Several transcription factors are used reiteratively during neural crest formation; however, how they are able
perform distinct functions during induction vs. specification is still unclear. One such factor, Tfap2a, has been
shown to have crucial roles in both steps neural crest formation. Tfap2a belongs to the Tfap2 transcription
factor family, consisting of paralogous proteins that may act as homo- or heterodimers to regulate gene
expression. Two other Tfap2 paralogs, Tfap2c and Tfap2b, are co-expressed with Tfap2a at discrete stages of
neural crest formation, during induction and specification, respectively. Preliminary data suggests that these
factors are able to heterodimerize and regulate distinct groups of target genes.

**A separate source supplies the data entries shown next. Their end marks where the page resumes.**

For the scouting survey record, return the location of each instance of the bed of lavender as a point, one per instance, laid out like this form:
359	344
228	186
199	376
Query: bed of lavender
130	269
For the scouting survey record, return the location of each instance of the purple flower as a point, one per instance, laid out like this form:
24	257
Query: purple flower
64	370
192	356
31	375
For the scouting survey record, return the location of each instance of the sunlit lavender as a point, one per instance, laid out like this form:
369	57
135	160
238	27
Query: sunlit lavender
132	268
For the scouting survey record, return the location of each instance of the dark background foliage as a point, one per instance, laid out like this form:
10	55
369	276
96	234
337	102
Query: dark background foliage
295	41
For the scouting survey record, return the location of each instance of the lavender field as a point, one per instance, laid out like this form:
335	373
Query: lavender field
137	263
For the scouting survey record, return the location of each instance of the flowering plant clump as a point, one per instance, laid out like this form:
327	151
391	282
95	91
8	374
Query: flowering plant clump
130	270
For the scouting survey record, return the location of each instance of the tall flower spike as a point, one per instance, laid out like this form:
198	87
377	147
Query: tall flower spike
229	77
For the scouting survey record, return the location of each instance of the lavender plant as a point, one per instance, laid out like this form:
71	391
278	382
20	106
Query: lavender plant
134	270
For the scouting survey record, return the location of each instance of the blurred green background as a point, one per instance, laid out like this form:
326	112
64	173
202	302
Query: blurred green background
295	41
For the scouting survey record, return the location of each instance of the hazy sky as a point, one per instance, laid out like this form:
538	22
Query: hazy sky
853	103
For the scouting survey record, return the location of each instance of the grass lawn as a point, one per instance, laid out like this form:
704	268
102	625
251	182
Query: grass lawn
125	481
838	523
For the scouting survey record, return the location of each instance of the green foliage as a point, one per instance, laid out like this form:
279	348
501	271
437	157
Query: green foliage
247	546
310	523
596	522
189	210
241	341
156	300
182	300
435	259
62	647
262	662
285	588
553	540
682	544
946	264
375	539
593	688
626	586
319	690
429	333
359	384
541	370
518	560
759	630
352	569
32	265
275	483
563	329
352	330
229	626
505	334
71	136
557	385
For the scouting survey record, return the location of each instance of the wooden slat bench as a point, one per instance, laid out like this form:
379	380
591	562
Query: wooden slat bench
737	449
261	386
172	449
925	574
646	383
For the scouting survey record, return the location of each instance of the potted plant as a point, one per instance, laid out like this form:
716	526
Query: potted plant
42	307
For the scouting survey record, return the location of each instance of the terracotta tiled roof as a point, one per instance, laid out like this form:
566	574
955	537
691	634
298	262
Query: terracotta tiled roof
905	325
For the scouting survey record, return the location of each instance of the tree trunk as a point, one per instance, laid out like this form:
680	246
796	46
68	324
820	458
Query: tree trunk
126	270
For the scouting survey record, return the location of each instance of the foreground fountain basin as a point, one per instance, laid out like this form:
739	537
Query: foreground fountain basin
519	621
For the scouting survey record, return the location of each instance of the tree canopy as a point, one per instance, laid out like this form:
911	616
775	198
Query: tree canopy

We hypothesize that Tfap2
heterodimers are part of a molecular switch to control the transition from induction to specification during
neural crest development. First, Tfap2a cooperates with Tfap2c to mediate the induction of the neural plate
border. Second, Tfap2a switches partners to heterodimerize with Tfap2b and drive expression of bona fide
neural crest genes in a subset of cells within the neural plate border. We will test this model by employing
stage-specific perturbation assays and identifying protein-DNA and protein-protein interactions in developing
avian embryos. Our results will clarify how neural crest identity is progressively defined during development
and shed light on how factors are able to perform distinct functions in different biological contexts throughout
embryonic development.

## Key facts

- **NIH application ID:** 10114909
- **Project number:** 5F31HD097927-03
- **Recipient organization:** CORNELL UNIVERSITY
- **Principal Investigator:** Megan Rothstein
- **Activity code:** F31 (R01, R21, SBIR, etc.)
- **Funding institute:** NIH
- **Fiscal year:** 2021
- **Award amount:** $22,585
- **Award type:** 5
- **Project period:** 2019-03-01 → 2021-08-20

## Primary source

NIH RePORTER: https://reporter.nih.gov/project-details/10114909

## Citation

> US National Institutes of Health, RePORTER application 10114909, A Tfap2-mediated molecular switch for neural crest induction and specification (5F31HD097927-03). Retrieved via AI Analytics 2026-05-23 from https://api.ai-analytics.org/grant/nih/10114909. Licensed CC0.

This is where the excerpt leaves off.